A votação desses projetos de lei, prevista para esta quarta-feira, vem pouco depois de o Brasil assumir importantes compromissos na COP26. Toda a promessa de reduzir significativamente a emissão de carbono será enterrada por invasões e mais desmatamentos. As propostas que serão analisadas no Senado, na verdade, vêm no sentido de reforçar todo o desmonte da área ambiental. Com o atual governo, ficou barato grilar terras, tanto que não há mais fronteiras para os criminosos. Eles tomam de assalto áreas de proteção e de reservas indígenas certos de que não serão expulsos. Pelo contrário, terão as bençãos para tornar tudo legal, pois, de tempos em tempos, mudanças na legislação vão favorecê-los.
É imperioso ressaltar que, em 2021, o Brasil registrou a maior taxa de desmatamento anual dos últimos 15 anos. Isso quer dizer que 13.235 km² de floresta foram devastados em apenas 12 meses. Portanto, não há nada que justifique tamanho retrocesso na legislação. Não há como acreditar no argumento dos que defendem o projeto de lei 2.633/2020, de que a regularização sem vistoria prévia impedirá fraudes. No entender de especialistas, nem mesmo num mundo ideal, com um sistema de fiscalização robusto, seria possível garantir a integridade das declarações de grileiros.
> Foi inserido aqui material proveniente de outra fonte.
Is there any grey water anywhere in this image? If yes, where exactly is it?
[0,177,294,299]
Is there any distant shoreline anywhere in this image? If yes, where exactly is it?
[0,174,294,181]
No caso do projeto de lei 510/2021, já existe um limite para se dar regularidade a terras invadidas: 22 de julho de 2008. A proposta que está com os senadores prevê anistia a grileiros até 2017. Ou seja, estará se premiando quem continuou praticando crimes. Um absurdo completo. O governo, por sinal, já mostrou que, da forma como está hoje, a legislação funciona e protege, sobretudo, os pequenos produtores, que não são devastadores. O próprio presidente Jair Bolsonaro distribuiu uma série de títulos de terra no Pará. Abrir a porteira agora premiará invasores contumazes, além de ampliar os prejuízos para a União, pois o que se está roubando é patrimônio público.
Quem acompanha o dia a dia das questões ambientais temem que uma área equivalente a 1,43 milhão de km² (a 29% da Amazônia), sem informação de destinação fundiária, se transforme no principal alvo da grilagem, resultando em mais conflitos fundiários e afastando investimentos de qualidade para o desenvolvimento na região. Um país que se diz sério, que já liderou o debate ambiental no mundo, não pode escancarar as porteiras de vez. A despeito de todo o retrocesso e das tentativas contínuas de se premiar os desmatadores, o Congresso tem instrumentos para recolocar o Brasil nos eixos. Basta não se render aos lobbies que têm no Palácio do Planalto sua maior fonte de reverberação.
A sociedade não pode se calar diante de tanto descalabro. Parte dos senadores que votarão as propostas que legalizam o roubo de terra pública e dão licença para desmatar terá de enfrentar as urnas no próximo ano. A resposta mais contundente que se poderá dar é não garantir um novo mandato aos parlamentares, independentemente dos cargos aos quais concorrerem. O meio ambiente é um patrimônio de todos. O resultado do descuido dos últimos anos com ele está aí: eventos climáticos extremos cada vez mais presentes, com destruição e mortes. Felizmente, ainda há tempo para agir. A começar pelo Senado dizendo não aos projetos de lei 2.633/2020 e 510/2021.